Mathematics as a litmus test: Erdős Problem #728 and the desire for “proofs instead of assertions”
Amidst all these product news, there’s an event that sounds more like a university hallway than an app store: A combination of GPT‑5.2 Pro (OpenAI) and Aristotle (Harmonic) is said to have solved Erdős Problem #728 – with a formalized proof in Lean, and according to the write-up, as a milestone of “autonomous” AI solution.
This is more than just nerd fodder.
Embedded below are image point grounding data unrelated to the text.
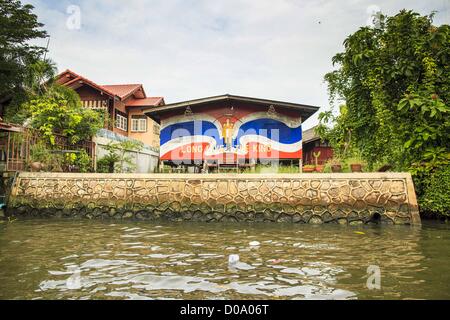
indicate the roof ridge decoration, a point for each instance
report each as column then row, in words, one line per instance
column 272, row 112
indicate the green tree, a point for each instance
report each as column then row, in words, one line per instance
column 394, row 82
column 18, row 27
column 59, row 111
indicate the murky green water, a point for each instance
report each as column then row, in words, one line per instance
column 47, row 259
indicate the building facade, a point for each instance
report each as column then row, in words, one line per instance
column 230, row 130
column 123, row 104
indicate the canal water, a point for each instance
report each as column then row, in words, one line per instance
column 65, row 259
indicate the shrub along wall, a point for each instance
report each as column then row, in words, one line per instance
column 298, row 198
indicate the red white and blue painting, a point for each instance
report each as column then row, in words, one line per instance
column 231, row 135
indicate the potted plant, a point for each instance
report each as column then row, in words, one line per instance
column 39, row 157
column 335, row 165
column 309, row 168
column 356, row 164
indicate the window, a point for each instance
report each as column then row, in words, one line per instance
column 139, row 123
column 121, row 122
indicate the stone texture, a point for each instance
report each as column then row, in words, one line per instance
column 296, row 198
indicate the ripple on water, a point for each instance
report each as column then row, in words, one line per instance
column 147, row 261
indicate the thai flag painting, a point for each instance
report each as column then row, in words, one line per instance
column 251, row 135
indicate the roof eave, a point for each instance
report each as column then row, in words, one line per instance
column 153, row 113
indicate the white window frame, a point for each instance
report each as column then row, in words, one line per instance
column 141, row 124
column 121, row 122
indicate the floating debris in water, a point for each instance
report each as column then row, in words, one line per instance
column 233, row 259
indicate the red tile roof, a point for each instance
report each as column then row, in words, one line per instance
column 146, row 102
column 123, row 90
column 78, row 78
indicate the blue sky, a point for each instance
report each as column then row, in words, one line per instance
column 274, row 49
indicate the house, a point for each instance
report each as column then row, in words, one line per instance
column 231, row 131
column 312, row 144
column 123, row 103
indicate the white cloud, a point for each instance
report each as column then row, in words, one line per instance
column 190, row 49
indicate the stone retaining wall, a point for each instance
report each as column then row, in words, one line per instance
column 355, row 198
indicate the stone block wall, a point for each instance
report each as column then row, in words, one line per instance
column 355, row 198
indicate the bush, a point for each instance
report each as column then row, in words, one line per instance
column 435, row 199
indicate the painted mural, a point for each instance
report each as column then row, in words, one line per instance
column 229, row 135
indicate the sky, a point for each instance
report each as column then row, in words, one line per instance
column 188, row 49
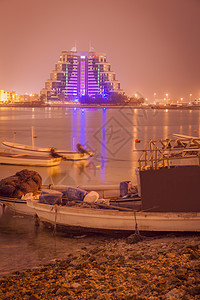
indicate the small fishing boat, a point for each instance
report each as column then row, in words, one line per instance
column 8, row 158
column 119, row 219
column 167, row 197
column 65, row 154
column 17, row 205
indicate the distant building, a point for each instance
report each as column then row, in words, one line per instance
column 80, row 74
column 12, row 97
column 7, row 97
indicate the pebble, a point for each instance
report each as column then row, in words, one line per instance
column 140, row 268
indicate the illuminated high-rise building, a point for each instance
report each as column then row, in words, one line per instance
column 80, row 74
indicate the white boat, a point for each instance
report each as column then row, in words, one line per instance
column 169, row 196
column 8, row 158
column 105, row 191
column 17, row 205
column 113, row 219
column 31, row 149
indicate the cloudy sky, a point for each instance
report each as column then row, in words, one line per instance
column 152, row 45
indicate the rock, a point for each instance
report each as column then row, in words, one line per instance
column 134, row 238
column 76, row 286
column 173, row 294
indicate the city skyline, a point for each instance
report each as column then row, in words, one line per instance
column 80, row 74
column 153, row 46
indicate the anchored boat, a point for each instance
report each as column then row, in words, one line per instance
column 67, row 155
column 8, row 158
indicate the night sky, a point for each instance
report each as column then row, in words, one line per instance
column 152, row 45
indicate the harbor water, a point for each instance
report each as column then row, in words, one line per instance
column 109, row 133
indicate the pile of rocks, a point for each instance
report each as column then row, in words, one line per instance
column 165, row 268
column 20, row 184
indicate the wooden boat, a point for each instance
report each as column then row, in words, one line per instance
column 31, row 149
column 169, row 196
column 8, row 158
column 113, row 219
column 17, row 205
column 105, row 191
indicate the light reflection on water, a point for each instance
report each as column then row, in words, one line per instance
column 25, row 246
column 110, row 133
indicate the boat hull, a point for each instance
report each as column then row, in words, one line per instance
column 17, row 205
column 28, row 160
column 108, row 219
column 67, row 155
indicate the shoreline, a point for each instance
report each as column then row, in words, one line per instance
column 138, row 267
column 27, row 105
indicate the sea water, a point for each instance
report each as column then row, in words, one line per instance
column 109, row 133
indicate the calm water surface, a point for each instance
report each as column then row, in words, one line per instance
column 110, row 133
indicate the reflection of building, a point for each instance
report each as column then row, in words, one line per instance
column 79, row 74
column 7, row 97
column 12, row 97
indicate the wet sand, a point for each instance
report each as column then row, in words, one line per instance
column 135, row 267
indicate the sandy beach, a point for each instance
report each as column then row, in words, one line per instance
column 135, row 267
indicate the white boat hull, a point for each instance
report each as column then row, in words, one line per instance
column 28, row 160
column 107, row 219
column 17, row 205
column 68, row 155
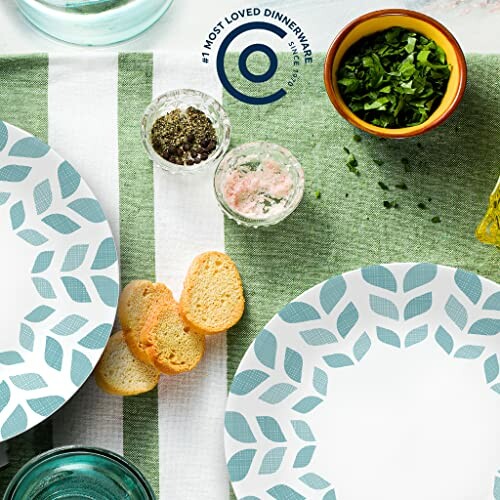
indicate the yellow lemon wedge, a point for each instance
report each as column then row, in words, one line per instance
column 488, row 230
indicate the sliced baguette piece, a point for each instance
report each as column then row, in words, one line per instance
column 120, row 373
column 137, row 300
column 212, row 300
column 171, row 346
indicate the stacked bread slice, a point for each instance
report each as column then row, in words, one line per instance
column 161, row 336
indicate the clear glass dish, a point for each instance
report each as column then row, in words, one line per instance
column 182, row 99
column 259, row 184
column 93, row 22
column 79, row 472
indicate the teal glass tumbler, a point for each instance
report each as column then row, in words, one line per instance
column 76, row 472
column 93, row 22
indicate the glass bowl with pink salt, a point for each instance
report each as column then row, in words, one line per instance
column 259, row 184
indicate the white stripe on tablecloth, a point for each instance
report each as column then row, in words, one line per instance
column 188, row 222
column 83, row 128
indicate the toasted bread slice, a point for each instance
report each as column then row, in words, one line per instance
column 171, row 346
column 212, row 300
column 137, row 300
column 120, row 373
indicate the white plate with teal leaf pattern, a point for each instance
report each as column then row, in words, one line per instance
column 381, row 384
column 58, row 281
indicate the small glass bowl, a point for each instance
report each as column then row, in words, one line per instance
column 251, row 157
column 183, row 98
column 79, row 472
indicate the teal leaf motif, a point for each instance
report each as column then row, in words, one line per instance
column 97, row 338
column 277, row 393
column 297, row 312
column 76, row 289
column 28, row 381
column 17, row 215
column 42, row 262
column 81, row 368
column 265, row 347
column 307, row 404
column 314, row 481
column 10, row 358
column 53, row 353
column 106, row 255
column 485, row 326
column 74, row 257
column 416, row 336
column 15, row 423
column 470, row 284
column 388, row 337
column 284, row 492
column 338, row 360
column 304, row 457
column 239, row 464
column 272, row 461
column 69, row 179
column 32, row 237
column 380, row 277
column 246, row 381
column 303, row 430
column 61, row 223
column 107, row 289
column 492, row 302
column 318, row 336
column 419, row 275
column 320, row 381
column 293, row 365
column 40, row 313
column 271, row 429
column 418, row 305
column 362, row 346
column 347, row 319
column 29, row 147
column 331, row 293
column 469, row 352
column 14, row 173
column 26, row 337
column 491, row 368
column 44, row 288
column 456, row 312
column 237, row 427
column 383, row 307
column 89, row 209
column 69, row 325
column 445, row 340
column 46, row 406
column 4, row 135
column 42, row 196
column 4, row 395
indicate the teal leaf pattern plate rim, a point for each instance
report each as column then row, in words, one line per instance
column 59, row 300
column 288, row 372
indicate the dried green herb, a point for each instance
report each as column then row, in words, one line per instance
column 394, row 78
column 184, row 137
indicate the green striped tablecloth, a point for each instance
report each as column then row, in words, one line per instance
column 89, row 109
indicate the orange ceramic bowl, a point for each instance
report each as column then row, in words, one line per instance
column 381, row 20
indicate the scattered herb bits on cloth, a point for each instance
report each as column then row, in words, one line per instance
column 184, row 137
column 394, row 78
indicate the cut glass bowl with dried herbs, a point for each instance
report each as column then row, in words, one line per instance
column 395, row 78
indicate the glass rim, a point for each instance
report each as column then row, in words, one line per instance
column 217, row 154
column 31, row 464
column 294, row 167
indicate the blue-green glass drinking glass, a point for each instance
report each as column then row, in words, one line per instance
column 75, row 472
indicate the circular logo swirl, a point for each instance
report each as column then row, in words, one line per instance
column 243, row 59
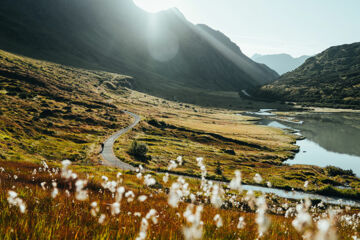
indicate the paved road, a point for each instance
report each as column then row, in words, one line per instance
column 108, row 151
column 111, row 160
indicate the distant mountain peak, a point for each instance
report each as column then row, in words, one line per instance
column 281, row 63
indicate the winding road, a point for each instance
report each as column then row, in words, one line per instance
column 111, row 160
column 108, row 150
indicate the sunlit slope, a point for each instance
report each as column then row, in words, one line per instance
column 166, row 54
column 52, row 112
column 331, row 78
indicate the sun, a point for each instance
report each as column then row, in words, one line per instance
column 154, row 6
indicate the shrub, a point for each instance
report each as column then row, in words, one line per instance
column 218, row 169
column 335, row 171
column 138, row 149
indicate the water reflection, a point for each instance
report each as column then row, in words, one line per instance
column 331, row 139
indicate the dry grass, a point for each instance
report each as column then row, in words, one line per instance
column 66, row 218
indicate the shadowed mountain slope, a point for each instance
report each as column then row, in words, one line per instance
column 331, row 78
column 167, row 55
column 281, row 63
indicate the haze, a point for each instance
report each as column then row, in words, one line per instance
column 267, row 27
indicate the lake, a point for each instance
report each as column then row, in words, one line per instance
column 330, row 138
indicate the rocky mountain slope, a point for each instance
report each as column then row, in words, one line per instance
column 281, row 63
column 331, row 78
column 167, row 55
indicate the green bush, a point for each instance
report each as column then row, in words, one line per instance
column 138, row 149
column 335, row 171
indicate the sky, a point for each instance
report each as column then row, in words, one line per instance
column 296, row 27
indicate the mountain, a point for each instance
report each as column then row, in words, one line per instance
column 281, row 63
column 164, row 53
column 331, row 78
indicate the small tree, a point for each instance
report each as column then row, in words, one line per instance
column 138, row 149
column 218, row 169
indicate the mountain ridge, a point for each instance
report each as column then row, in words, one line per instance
column 331, row 79
column 281, row 63
column 165, row 54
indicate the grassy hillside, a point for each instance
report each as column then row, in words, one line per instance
column 48, row 111
column 331, row 78
column 167, row 55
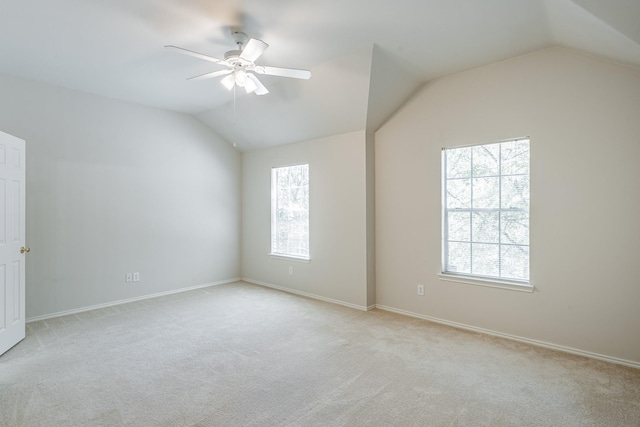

It’s a symbol of where the trust debate is heading: away from “sounds plausible” towards “is verifiable.” In a world where AI not only produces content but prepares decisions and executes actions, verification becomes the currency.
What all this has in common
Part 1 was essentially a lesson about learners: Acceptance is not created by technology, but by experienced credibility.
Part 2 shows: Precisely this credibility is now being transplanted into a new environment – into file systems, clouds, operating systems, personal contexts.
When AI becomes a colleague, it’s not just about whether it formulates nicely. It’s about whether it works securely, remains traceable, respects boundaries, and whether we as organizations even know where it is reading along.
And perhaps that is the real point of the agent era: The great revolution is not that AI can do things. But that we have to get used to the fact that it does things.